QUOTE (Brainiac @ May 20 2009, 10:43 PM)

QUOTE (Ananda @ May 20 2009, 09:29 PM)

Yea, it's the same old everywhere, in different flavors. It incidentally also happened to me in Gaudiya Math. Wherever there are absolute beliefs and fundamental values, this response pattern seems to be integral.
Mind you, and I always meant to ask, much of the criticism you received after leaving TGV came from IGM-types, did they not? If not from some Western-oriented TGVs themselves. How did the Vaishnava community at Radhakund itself treat you or react to your leaving?
Well I have never formally stated my departure from GV to them so I wouldn't know exactly what people are thinking (insider news don't seem to be reaching me), but you'll remember the response I received at Vilasa Kunja from the fundamentalist wing. I received an ultimatum from a small coalition of members and was booted out of my own forum. (I built the forum and
own the domain.) Prior to that I had communicated my desire to see it continue in some shape regardless of my personal decisions, and even offered to do a software upgrade to have it stable for the future. You have an account, go there and read for yourself.

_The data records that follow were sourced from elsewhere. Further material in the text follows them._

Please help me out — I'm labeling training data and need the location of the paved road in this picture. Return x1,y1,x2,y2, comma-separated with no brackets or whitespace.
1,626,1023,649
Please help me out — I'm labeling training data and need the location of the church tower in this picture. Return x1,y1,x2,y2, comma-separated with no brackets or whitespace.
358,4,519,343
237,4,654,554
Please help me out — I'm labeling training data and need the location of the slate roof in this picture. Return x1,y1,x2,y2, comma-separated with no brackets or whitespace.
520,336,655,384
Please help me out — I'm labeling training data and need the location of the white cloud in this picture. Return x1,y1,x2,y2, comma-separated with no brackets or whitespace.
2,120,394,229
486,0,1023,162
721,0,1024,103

You may or may not have heard of the reaction from Sanatana Das Babaji after I closed my ties with him individually as a guru in a frank face to face conversation. He told me how my offensive attitude towards him would destroy my creeper of devotion, and that I had no idea how much damage I was doing to myself by looking at him in a negative light and observing faults in him. Throw in the resulting divorce and the resulting complications with our house project and all, and I'd say it's a decent level of repercussion there, even if not from a large audience.
And you'll remember my exit from Bhakticharan Das Babaji's hospices (parts
two and
three). I have no idea what he or his cronies are talking about me, I'm only too glad to have never encountered the man again after slipping his worshipable lotus photo back to him through a crack in the door on demand, as I refused to give him more money for payback of the loan scam loop he was running with me, and as I wasn't too interested in seeing the man's face by opening the door. (And I was on my way out to take the first leak of the morning when he showed up and parked outside my closed door for a fair half an hour.) The general advice from friendly devotees is to not criticize the guru. Should you attempt to explain the situation, you are in effect criticizing the guru, so it's a dead end there.

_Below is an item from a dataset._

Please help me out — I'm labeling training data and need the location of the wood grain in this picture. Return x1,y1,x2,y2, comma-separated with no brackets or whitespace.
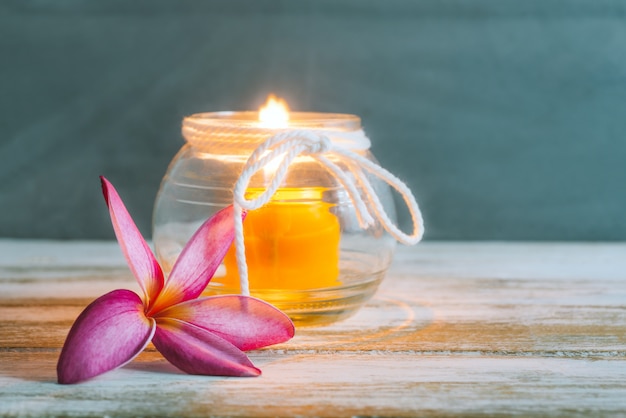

Trust me, it's every bit as black and white there. You're dealing with people who are conditioned to this absolute theologized outlook since their decades, and many since their childhood here. Add in a large spoonful of Bengali emotional fervor and mix with near-ecclesiastic belief in the guru's absolute nature, deal with the absence of rational ingredients from a Western education, and it's overall about as accommodating and flexible as a stone wall.